I morti per Coronavirus non sono numeri

I morti per il Coronavirus|e la nostra indifferenza

Quel numerino che arriva in fondo al bollettino del giorno.

E’ curioso osservare la vita in un supermercato, al tempo del Coronavirus. Come è strana ovunque, perché i nostri riti, l’espressione degli affetti e la stessa relazione umana sono stati modificati da una spaventosa necessità. Forse, però, in supermercato la differenza si coglie nettamente. Non c’è più il trasognato sostare davanti ai capperi sottaceto con lunga comparazione dei prezzi. Non ci sono più l’incontrarsi e l’abbracciarsi sotto lo sguardo refrigerato della mozzarella in busta. Non c’è più il tempo libero, intorno alla spesa, che consentiva dialoghi futili e bellissimi. Sfrecciamo sotto la mascherina, accompagnati da nostri simili che ci scrutano sospettosi. Prima dell’ingresso, studiamo la lista delle cose da acquistare e andiamo sicuri a destinazione, cercando di soffermarci il meno possibile.

E’ lo sforzo richiesto in giorni difficili e non si mostra semplice. Ogni generazione, in fondo, combatte una sua guerra e deve vincerla, questa è la nostra. La dote più importante resta il senso della realtà. Smarrirlo sarebbe pericoloso, per noi e per gli altri. Ecco l’impegno dei vivi. E i morti? Come stiamo trattando i morti? Che pensieri e quali sentimenti riserviamo, ieri come adesso, ai morti per Coronavirus, saliti, loro malgrado, alla ribalta della cronaca?
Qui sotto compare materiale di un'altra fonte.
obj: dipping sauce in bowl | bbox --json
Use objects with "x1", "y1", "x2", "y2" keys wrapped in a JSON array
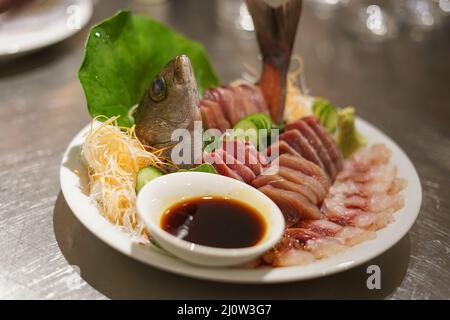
[
  {"x1": 136, "y1": 172, "x2": 285, "y2": 267},
  {"x1": 161, "y1": 196, "x2": 267, "y2": 249}
]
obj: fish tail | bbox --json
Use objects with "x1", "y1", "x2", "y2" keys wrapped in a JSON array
[{"x1": 246, "y1": 0, "x2": 302, "y2": 123}]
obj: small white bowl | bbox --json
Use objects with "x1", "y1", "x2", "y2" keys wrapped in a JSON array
[{"x1": 136, "y1": 172, "x2": 285, "y2": 267}]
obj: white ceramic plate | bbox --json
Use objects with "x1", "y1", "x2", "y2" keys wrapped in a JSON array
[
  {"x1": 60, "y1": 119, "x2": 422, "y2": 283},
  {"x1": 0, "y1": 0, "x2": 93, "y2": 58}
]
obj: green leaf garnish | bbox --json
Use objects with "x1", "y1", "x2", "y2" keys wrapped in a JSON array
[{"x1": 78, "y1": 11, "x2": 218, "y2": 126}]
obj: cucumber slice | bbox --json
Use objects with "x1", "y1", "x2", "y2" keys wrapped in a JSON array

I morti sono quel numerino, in coda al bollettino quotidiano, a cui affidiamo il nostro stato d’animo. Sono i dati che veramente guardiamo. A torto o a ragione, ci interessa verificare la gravità della pandemia, non soltanto la sua diffusione. Da qui il timore accentuato per la progressione in crescita o il ‘sollievo’ inconfessabile, se i deceduti del giorno sono, a nostro giudizio, ‘pochi’. Ma che vuol dire pochi, quando una sola vita è tutto? E quanto può dirsi grande l’indifferenza che riserviamo alle vittime, declinate per numero, non per unicità.

Muoiono, certo, tante persone nel chiuso della loro esistenza e non ne sapremo nulla. Eppure, queste luci che si spengono noi le conosciamo, in forza degli eventi. Perciò dovremmo modificare il nostro atteggiamento, uscendo dalla proporzione aritmetica dell’ansia e accogliendo con partecipazione umana la notizia di biografie che terminano, ognuna, a suo modo, irripetibile. Perfino in guerra le persone non sono mai sovrapponibili come il pelato di pomodoro sullo scaffale. Quegli scaffali-corsia che ci vedono passare con fretta pandemica, sotto la mascherina. Ma siamo noi, gli esseri umani. Siamo sempre noi.